Banks Face Billions in Money Laundering Fines

. November 21, 2012

The Washington Post recently reported that London-based bank HSBC set aside $1.5 billion to cover potential fines, settlements, and other expenses related to a money laundering probe by the Department of Justice (DOJ) and banking regulators. HSBC is facing both civil and criminal charges.

Historically, banking regulators primarily handled money-laundering investigations, but DOJ has recently launched several of its own criminal cases under the Bank Secrecy Act (BSA). The BSA requires financial institutions and their employees to combat money laundering. Michael Dawson, managing director of Promontory Financial Group, noted "the involvement of the Department of Justice in sanctions and enforcement actions is much greater now than it was five years ago, and the size of the fines has increased by a factor of 10 or more."

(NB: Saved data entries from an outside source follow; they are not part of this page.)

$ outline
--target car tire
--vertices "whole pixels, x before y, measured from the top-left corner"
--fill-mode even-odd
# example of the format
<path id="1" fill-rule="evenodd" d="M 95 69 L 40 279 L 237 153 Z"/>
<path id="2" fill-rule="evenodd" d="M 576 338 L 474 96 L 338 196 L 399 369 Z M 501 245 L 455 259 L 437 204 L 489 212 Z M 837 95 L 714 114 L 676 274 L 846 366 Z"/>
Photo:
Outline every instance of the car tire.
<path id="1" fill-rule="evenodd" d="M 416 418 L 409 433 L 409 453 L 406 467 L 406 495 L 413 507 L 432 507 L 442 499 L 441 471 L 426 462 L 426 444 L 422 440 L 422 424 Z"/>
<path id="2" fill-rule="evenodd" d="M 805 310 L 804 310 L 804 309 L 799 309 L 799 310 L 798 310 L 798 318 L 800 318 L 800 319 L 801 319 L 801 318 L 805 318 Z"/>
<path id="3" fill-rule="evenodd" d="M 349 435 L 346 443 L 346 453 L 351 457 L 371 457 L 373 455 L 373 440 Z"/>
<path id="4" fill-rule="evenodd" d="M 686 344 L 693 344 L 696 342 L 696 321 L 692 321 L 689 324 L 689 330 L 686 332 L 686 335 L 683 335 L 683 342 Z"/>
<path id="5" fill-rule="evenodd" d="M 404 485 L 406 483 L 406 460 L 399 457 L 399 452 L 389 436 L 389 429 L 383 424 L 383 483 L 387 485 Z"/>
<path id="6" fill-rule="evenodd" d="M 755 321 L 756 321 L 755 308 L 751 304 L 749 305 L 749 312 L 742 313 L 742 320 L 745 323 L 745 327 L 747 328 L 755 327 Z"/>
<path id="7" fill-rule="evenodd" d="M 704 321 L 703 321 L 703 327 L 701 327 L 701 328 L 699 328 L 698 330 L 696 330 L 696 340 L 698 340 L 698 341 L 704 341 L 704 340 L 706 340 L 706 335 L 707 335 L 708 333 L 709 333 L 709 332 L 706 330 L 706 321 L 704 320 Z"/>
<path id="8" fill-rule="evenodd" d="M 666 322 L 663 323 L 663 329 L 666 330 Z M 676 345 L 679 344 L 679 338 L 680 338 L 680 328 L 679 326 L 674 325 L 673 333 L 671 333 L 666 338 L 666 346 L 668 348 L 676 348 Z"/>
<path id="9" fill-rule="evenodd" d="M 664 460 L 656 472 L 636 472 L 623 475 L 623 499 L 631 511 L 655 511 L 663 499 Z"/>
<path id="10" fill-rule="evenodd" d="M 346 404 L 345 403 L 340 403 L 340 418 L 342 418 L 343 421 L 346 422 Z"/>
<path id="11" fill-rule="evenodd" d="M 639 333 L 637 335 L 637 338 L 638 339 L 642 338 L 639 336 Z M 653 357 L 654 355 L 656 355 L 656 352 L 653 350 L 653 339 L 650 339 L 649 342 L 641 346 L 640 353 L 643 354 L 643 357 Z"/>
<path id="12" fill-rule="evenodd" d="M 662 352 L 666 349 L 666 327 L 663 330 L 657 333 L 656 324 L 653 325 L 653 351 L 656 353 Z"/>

According to the article, in 2010 DOJ fined Wachovia $110 million for violating the BSA by failing to stop millions in Colombian and Mexican drug money from being laundered through its bank accounts.

The U.S. Treasury's Office of Foreign Assets Control (OFAC) has also increased money laundering fines. In 2011, OFAC fined 21 companies a total of $91 million. Through October 2012, OFAC fined 11 companies a total of $623 million.

Some speculate that the agencies' increased money laundering focus is due to congressional criticism that they were previously slow to act. Others posit that resources were reallocated to deal with the financial crisis for the past few years.